By using this technology, United Energy aims to deliver 30 MW of FCAS capacity to the National Electricity Market. The system will be tested during the 2019/20 summer. 

Under the $1.4 million trial, United Energy will install frequency monitors and use data from its smart meter network to quickly act to stabilise frequency across its 47 zone substations, which act as controlling points across the electricity network. The trial will demonstrate how voltage management can respond to frequency disturbances on the power system. Speed of response will also be monitored, with the system tested to automatically respond in less than five minutes to frequency changes. 

United Energy’s 676,000 households and businesses across Melbourne and the Mornington Peninsula won’t be affected or experience any downtime in energy supply during the testing.

ARENA has previously funded FCAS trials at solar and wind farms, with United Energy’s trial being the first to be conducted on the distribution network.

ARENA CEO Darren Miller said the project will demonstrate how innovative new technologies can provide important grid services that have traditionally been provided by coal and gas generators. 

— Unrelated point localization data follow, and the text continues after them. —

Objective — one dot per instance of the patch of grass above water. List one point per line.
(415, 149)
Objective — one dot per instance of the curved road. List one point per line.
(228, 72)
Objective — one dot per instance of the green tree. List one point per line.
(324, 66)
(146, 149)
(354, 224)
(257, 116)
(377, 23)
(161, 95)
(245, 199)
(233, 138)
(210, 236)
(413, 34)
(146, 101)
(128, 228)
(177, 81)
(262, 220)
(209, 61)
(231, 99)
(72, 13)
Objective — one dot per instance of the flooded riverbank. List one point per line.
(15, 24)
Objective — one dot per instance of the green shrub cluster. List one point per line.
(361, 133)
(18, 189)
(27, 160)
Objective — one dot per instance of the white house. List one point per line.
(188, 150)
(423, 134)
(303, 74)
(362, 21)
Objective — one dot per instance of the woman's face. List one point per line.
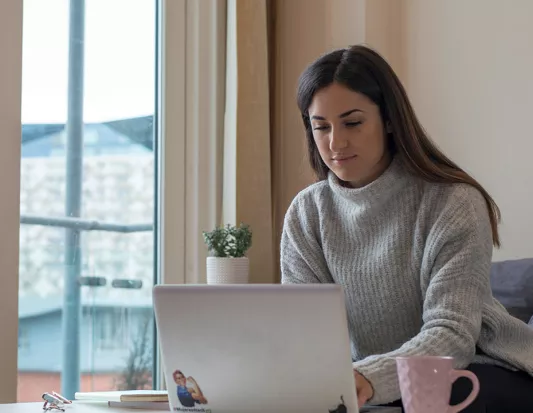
(349, 134)
(180, 379)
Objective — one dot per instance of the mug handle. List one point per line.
(473, 394)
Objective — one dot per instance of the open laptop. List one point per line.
(255, 348)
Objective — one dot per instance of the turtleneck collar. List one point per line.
(377, 192)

“United Energy’s project is showing we could leverage data coming from smart meters to help provide essential stability services that are required on the grid without customers being asked to reduce their energy use.”

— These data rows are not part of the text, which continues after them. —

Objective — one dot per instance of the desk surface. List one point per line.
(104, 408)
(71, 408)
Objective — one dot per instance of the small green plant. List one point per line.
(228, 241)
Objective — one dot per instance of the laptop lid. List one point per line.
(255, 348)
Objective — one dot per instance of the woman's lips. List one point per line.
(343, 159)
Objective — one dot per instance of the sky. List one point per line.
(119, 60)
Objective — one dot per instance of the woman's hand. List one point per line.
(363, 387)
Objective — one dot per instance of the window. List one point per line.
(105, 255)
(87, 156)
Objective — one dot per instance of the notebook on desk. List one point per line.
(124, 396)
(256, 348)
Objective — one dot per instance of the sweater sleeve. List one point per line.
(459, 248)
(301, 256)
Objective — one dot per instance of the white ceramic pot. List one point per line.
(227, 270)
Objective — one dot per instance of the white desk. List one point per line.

“One of ARENA’s key investment priorities is focussed on integrating renewable energy into the grid. Along with FCAS trials we have funded at solar and wind farms, this trial using voltage management is showing that we can achieve the same grid stability services currently provided by traditional generators,” Mr Miller said.

United Energy’s General Manager, Electricity Networks Mark Clarke said if the trial was successful, it would provide significant benefits to customers and the grid as a whole.

“Victoria is unique as our extensive smart meter network allows us to have in-depth insight and control of the network and this trial will allow us to look at new ways to use this data for the benefit of the broader community,” Mr Clarke said.

“We already provide one of the most reliable networks in Australia and this is about leveraging existing assets supported by new technology for the benefit of the broader power grid.

“Frequency events can have a major impact on power supplies if not managed quickly. We will be testing how this technology can support the stability of the national energy grid and minimise major power outages.”

United Energy previously received $5.76m in ARENA funding as one of ten pilot projects within ARENA’s $35 million three-year demand response trial with AEMO and the NSW Government. As part of this funding round, United Energy are using their voltage management system to deliver 30 MW of emergency  reserves. This helped prevent power outages for 14,000 customers each hour during last summer’s heatwave events on January 24 and 25.

The trial will also look at what role regulated networks may have participating in FCAS markets.